The recent temporal increase in the overall preterm delivery rate in both the United States and France is said to be driven by an impressive concomitant increase in medically indicated preterm deliveries [4, 21]. Our data shows an increasing number of iatrogenic preterm deliveries in all three Scandinavian countries, which should contribute to an increased total preterm delivery rate. Furthermore, according to the literature, the increasing incidence of multiple pregnancies associated with assisted reproduction is another main cause of increased preterm delivery rates [4, 2224]. The availability and use of these techniques have increased in all three countries. However, neither medically indicated nor multiple preterm deliveries can be the only explanation for the increased rate of spontaneous preterm delivery found in the Danish reference population, as was argued in previous reports, which illustrates the benefit of using this method. It is therefore clear that the medically indicated and multiple preterm deliveries cannot be the only explanation for increased preterm delivery rates, as argued by previous reports.

It is well known that gestational age determination by ultrasound increases the incidence of preterm delivery [6]. Might not the increase in preterm delivery rates in Denmark and Norway just be the result of an increased use of ultrasound? Gestational age determination by ultrasound has, however, been extensively used during the whole study period and there has been no recent change in clinical guidelines in any of the three countries. A Danish study of a cohort from 1990–1999 reported that the reduction in gestational age during the study period occurred regardless of whether the calculation was based on the last menstrual period or on ultrasound [25]. It thus seems that there has been a true decrease in gestational age over the study period.

A factor not accounted for in the current study is smoking. Smoking during pregnancy is a well known risk factor for preterm delivery and one that is reducible. Smoking was not registered in The Medical Birth Registry of Norway until 1999. There has been a substantial decrease in smoking during pregnancy in all three countries during the study period [7, 11, 26]. These figures are similar in the three Scandinavian countries and should most likely have contributed to a decreased preterm delivery rate; they can therefore not explain the diversities found.

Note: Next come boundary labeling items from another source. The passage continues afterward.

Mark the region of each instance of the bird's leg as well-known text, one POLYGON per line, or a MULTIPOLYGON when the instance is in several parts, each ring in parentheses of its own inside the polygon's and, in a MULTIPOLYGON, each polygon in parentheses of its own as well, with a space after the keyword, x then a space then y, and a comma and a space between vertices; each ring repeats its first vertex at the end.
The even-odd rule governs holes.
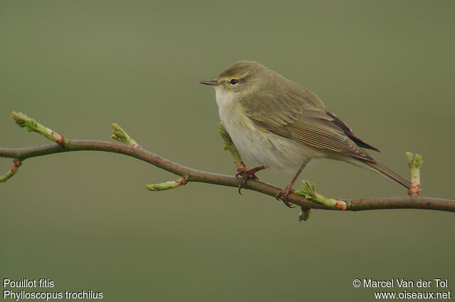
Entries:
POLYGON ((287 206, 288 208, 295 208, 295 206, 292 206, 291 203, 287 202, 287 196, 289 195, 289 193, 291 193, 291 191, 292 190, 292 186, 294 186, 294 184, 295 184, 297 178, 299 178, 299 175, 300 175, 302 170, 305 168, 305 166, 306 166, 308 162, 309 162, 309 160, 306 160, 302 164, 302 165, 300 167, 300 169, 299 169, 299 171, 297 171, 297 173, 296 173, 295 176, 292 178, 292 180, 291 180, 289 184, 286 186, 286 188, 278 192, 278 194, 275 196, 279 201, 281 200, 282 201, 283 201, 286 206, 287 206))
MULTIPOLYGON (((242 162, 242 163, 243 163, 243 162, 242 162)), ((264 166, 256 167, 255 168, 250 169, 249 170, 247 170, 245 167, 245 169, 240 169, 240 171, 239 171, 239 169, 237 168, 237 171, 239 171, 239 172, 235 174, 235 178, 242 177, 242 179, 240 179, 240 184, 239 184, 239 194, 240 195, 242 195, 242 188, 243 188, 243 186, 245 185, 245 183, 247 182, 247 180, 248 180, 249 178, 252 178, 253 179, 259 179, 259 178, 257 178, 257 177, 256 176, 256 172, 263 170, 264 169, 265 169, 265 167, 264 166)))

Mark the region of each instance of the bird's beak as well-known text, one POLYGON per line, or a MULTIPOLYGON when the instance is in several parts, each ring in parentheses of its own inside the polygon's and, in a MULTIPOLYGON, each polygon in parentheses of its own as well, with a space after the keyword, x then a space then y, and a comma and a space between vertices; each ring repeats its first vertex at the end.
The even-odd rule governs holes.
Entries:
POLYGON ((210 85, 210 86, 217 86, 220 84, 220 83, 218 83, 218 81, 215 79, 214 79, 213 81, 199 81, 199 83, 203 84, 204 85, 210 85))

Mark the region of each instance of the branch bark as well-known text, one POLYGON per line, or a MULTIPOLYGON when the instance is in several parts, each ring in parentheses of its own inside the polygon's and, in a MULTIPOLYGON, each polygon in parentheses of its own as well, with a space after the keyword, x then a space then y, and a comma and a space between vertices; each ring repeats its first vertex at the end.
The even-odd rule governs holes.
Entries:
MULTIPOLYGON (((166 160, 143 148, 97 140, 65 139, 65 144, 61 144, 61 145, 50 144, 20 149, 0 148, 0 157, 13 158, 20 162, 23 162, 25 160, 39 156, 87 150, 109 152, 130 156, 176 175, 183 177, 189 182, 205 182, 234 187, 238 187, 240 183, 240 180, 234 177, 190 168, 166 160)), ((281 189, 277 186, 254 179, 247 180, 244 187, 245 189, 256 191, 274 197, 281 191, 281 189)), ((293 192, 289 194, 288 199, 289 202, 299 206, 304 209, 333 209, 324 205, 312 202, 293 192)), ((455 212, 455 201, 420 196, 355 199, 345 200, 345 201, 347 204, 346 210, 349 211, 414 208, 455 212)))

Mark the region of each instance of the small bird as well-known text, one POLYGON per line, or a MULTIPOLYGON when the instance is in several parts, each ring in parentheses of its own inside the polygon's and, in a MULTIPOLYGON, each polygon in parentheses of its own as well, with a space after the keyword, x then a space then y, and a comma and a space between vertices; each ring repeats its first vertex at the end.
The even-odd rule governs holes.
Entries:
POLYGON ((265 168, 298 169, 277 198, 287 201, 308 162, 316 158, 347 162, 375 170, 409 189, 410 183, 373 158, 363 149, 379 150, 359 138, 305 87, 256 62, 240 61, 215 80, 220 119, 244 157, 259 166, 241 171, 239 191, 265 168))

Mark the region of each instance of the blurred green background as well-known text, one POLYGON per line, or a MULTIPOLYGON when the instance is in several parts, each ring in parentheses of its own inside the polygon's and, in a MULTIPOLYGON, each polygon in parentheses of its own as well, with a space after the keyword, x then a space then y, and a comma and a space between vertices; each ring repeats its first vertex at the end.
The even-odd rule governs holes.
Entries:
MULTIPOLYGON (((13 110, 69 138, 108 140, 117 122, 152 152, 233 174, 214 91, 198 82, 256 60, 316 93, 400 174, 409 174, 405 152, 423 155, 422 195, 453 198, 454 9, 451 1, 2 0, 0 146, 48 143, 19 129, 13 110)), ((4 172, 11 164, 0 159, 4 172)), ((302 175, 336 198, 405 194, 345 163, 321 160, 302 175)), ((260 177, 282 186, 291 176, 260 177)), ((355 278, 448 278, 444 290, 455 291, 453 213, 314 211, 298 223, 297 209, 250 191, 144 189, 175 178, 115 154, 25 161, 0 184, 0 278, 48 278, 52 291, 91 289, 109 301, 374 300, 355 278)))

The increased spontaneous preterm delivery rate found in the Danish reference population is a cause for concern and most certainly a true and reliable finding. Several possible explanations exist: increased/altered genital infections, increased maternal stress during pregnancy, changed dietary intake, increased occurrence of chronic maternal disease during pregnancy, altered clinical management and changes and deterioration in antenatal care. The current study cannot answer this question; future studies are thus required.

Total preterm delivery rates, based on crude national figures, do not necessarily provide overview of development over time. This is illustrated by the Norwegian national crude data indicating an increased preterm delivery problem, while findings in the reference population gave no reason for concern. In Denmark, the increasing preterm delivery rate was also seen in the reference population, including among the spontaneous preterm deliveries. Using reference populations in the assessment and comparison of preterm delivery rates is simple and may in the future prove useful at the local, national and international level as it facilitates interpretation without the use of complex statistics. This method may thus yield more adequate time trend analyses, facilitating international comparison.


Reference populations can facilitate overview and thereby explanations for changing preterm delivery rates. The model also permits comparisons over time. This model may in its simplicity prove to be a valuable supplement to assessments of national preterm delivery rates for public health surveillance.